Turning Bingers into Fans

We have two, small but mighty metrics in The Wicket Scorecard that drive a lot of conversation, because they take numbers and connect them to something that many in the video industry think about, but don’t always define or know how to act on.

The metrics are “Percent Active Fans” and “Percent Active Bingers”…

active fans & active bingers chart
Fig. 1 – 30-day roll-up of Percent Active Fans and Percent Active Bingers.

How to Define a Fan

The first question we get, is of course, “How in the world can you define a fan?” We talked with several customers and other and other industry insiders and arrived at this definition: A fan is someone who has watched 80% of available episodes of at least one season of a series. An active fan reached that 80% threshold in the last 30 days.

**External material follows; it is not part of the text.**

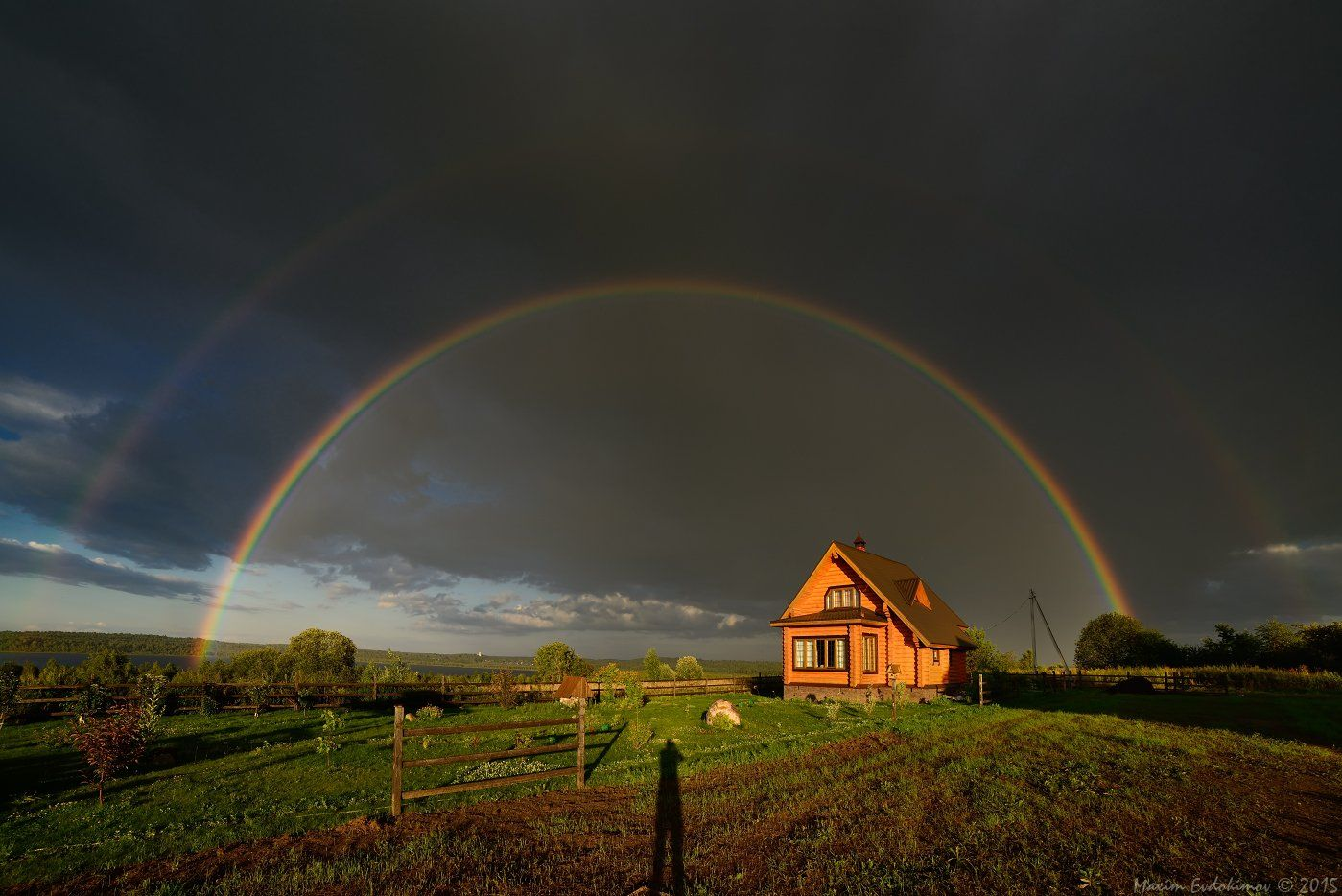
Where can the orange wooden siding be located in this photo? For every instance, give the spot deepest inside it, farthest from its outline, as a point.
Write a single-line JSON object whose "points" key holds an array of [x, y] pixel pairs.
{"points": [[895, 643]]}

By reaching 80%, there is a very high probability that the user will

  1. Watch all of the season’s episodes and
  2. Watch additional seasons if/when they are available

Over time, with enough data and a feedback loop which leverages machine learning, we’ll tweak this definition as warranted, but it is a very reasonable place to start.

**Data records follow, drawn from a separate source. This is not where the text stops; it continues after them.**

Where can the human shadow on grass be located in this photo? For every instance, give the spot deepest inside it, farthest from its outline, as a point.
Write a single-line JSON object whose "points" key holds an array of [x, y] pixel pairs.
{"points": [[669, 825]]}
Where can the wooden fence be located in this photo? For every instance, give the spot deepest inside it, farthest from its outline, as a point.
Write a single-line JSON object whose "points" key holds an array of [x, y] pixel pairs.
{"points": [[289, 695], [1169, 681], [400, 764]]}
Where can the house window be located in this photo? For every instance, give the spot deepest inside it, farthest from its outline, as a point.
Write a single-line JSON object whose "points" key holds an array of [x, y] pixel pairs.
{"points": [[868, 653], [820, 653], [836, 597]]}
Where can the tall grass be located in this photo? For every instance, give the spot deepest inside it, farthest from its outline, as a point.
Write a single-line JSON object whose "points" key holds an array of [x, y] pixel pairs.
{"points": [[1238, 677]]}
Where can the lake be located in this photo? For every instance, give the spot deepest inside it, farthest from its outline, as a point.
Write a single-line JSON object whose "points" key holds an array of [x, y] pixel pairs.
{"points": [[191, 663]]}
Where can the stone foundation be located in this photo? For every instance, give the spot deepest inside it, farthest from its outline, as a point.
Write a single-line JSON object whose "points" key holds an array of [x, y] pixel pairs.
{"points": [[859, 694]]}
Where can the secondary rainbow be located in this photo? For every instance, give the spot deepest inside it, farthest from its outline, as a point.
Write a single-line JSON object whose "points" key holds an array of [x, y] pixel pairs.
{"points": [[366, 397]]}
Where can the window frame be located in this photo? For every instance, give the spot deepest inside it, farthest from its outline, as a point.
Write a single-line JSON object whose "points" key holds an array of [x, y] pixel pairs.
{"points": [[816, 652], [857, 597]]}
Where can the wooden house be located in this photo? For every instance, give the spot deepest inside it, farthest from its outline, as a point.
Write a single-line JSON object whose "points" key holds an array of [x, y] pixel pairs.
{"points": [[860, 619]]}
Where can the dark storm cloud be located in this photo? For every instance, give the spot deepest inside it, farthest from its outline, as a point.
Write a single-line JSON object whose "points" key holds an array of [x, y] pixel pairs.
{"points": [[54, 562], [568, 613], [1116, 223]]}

Gaining a fan means that you have a user who should keep engaging as long as there are additional seasons of the series she is engaged with to watch. Perhaps more importantly, fans have engaged in behavior where they have begun using your service habitually – and finding value each time they visit. This represents a real opportunity to connect these users to additional content and broaden their sense of satisfaction with your service, resulting in a bigger slice of their attention.

What about Bingers?

This concept is especially important for users who are exhibiting bingeing behavior. With input from those same smart folks that helped us with “fans”, we define this is a user who has watched three or more episodes of the same series in a 24 hour period. The obvious risk of bingers that are only engaged with one series (especially when there are a limited number of seasons) is that they will move on to another service (and may not convert from a free trial at all) if there is not a broader collection of content to watch. So, it’s important to engage users early in their relationship with your service to get out ahead of the scenario where they binge and churn. The goal is to turn them into healthy fans who are watching multiple series to completion, which leads to happier customers with higher lifetime value.

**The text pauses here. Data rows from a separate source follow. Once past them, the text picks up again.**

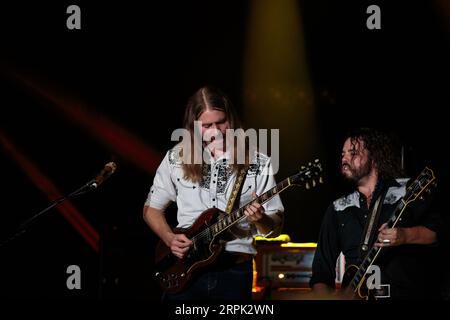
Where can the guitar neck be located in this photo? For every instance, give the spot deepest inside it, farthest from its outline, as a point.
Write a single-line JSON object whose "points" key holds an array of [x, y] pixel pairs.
{"points": [[238, 214]]}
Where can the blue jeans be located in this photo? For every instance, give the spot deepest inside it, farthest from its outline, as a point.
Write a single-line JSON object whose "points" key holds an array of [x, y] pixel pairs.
{"points": [[220, 283]]}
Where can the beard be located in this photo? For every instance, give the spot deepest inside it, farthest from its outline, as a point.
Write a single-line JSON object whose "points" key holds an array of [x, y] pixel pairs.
{"points": [[352, 174]]}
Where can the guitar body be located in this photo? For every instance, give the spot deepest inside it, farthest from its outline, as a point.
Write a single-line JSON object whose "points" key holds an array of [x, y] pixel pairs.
{"points": [[361, 291], [172, 273]]}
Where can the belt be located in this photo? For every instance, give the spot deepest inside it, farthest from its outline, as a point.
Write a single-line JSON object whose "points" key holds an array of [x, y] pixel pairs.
{"points": [[238, 257]]}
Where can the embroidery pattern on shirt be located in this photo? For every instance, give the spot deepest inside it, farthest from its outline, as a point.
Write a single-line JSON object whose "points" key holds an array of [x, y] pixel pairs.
{"points": [[175, 158], [257, 165], [224, 172], [395, 193]]}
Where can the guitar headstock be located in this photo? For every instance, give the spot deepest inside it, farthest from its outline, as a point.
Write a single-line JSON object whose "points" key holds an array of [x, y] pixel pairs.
{"points": [[423, 183], [309, 175]]}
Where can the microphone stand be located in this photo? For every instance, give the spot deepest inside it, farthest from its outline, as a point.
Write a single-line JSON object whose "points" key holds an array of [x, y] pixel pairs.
{"points": [[91, 185]]}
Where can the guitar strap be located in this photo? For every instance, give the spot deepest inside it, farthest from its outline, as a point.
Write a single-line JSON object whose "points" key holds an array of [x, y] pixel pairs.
{"points": [[236, 189], [369, 233]]}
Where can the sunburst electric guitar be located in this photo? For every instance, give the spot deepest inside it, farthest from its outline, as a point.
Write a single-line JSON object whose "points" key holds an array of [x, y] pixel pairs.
{"points": [[354, 280]]}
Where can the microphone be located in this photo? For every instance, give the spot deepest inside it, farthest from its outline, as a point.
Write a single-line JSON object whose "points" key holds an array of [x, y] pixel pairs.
{"points": [[106, 172]]}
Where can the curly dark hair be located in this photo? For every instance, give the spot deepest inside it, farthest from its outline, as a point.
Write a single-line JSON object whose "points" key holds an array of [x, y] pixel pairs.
{"points": [[383, 150]]}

One way to approach this is to begin with a focus on how new trialists are engaging when they begin using your service. Our “Trial Drivers” Wicket is a great place to start:

trial drivers chart
Fig. 2 – The top 10 most popular first content engagements after a new trial user begins using the service.

As you can see, this Wicket (using demo data) provides some interesting insights. It illustrates the content which is most successful at driving new trials and then goes on to show the percentage of users that binge, become fans, and convert to paying subscribers. With real data, our customers can look for scenarios where particular series drive bingeing behavior that does not result in a high conversion rate. They can use this information, to promote content – a new season, a new series or perhaps a movie – that has strong audience clustering with the content that they binged in order to get that cohort more deeply engaged with the service.

This same methodology can, of course, be used for at-risk subscribers, who may only binge certain shows, and are running out of seasons to watch. The Wicket Scorecard is designed to identify these scenarios and provide guidance on actions to take to increase the number of fans in any video service and fans help drive lifetime value higher in your service.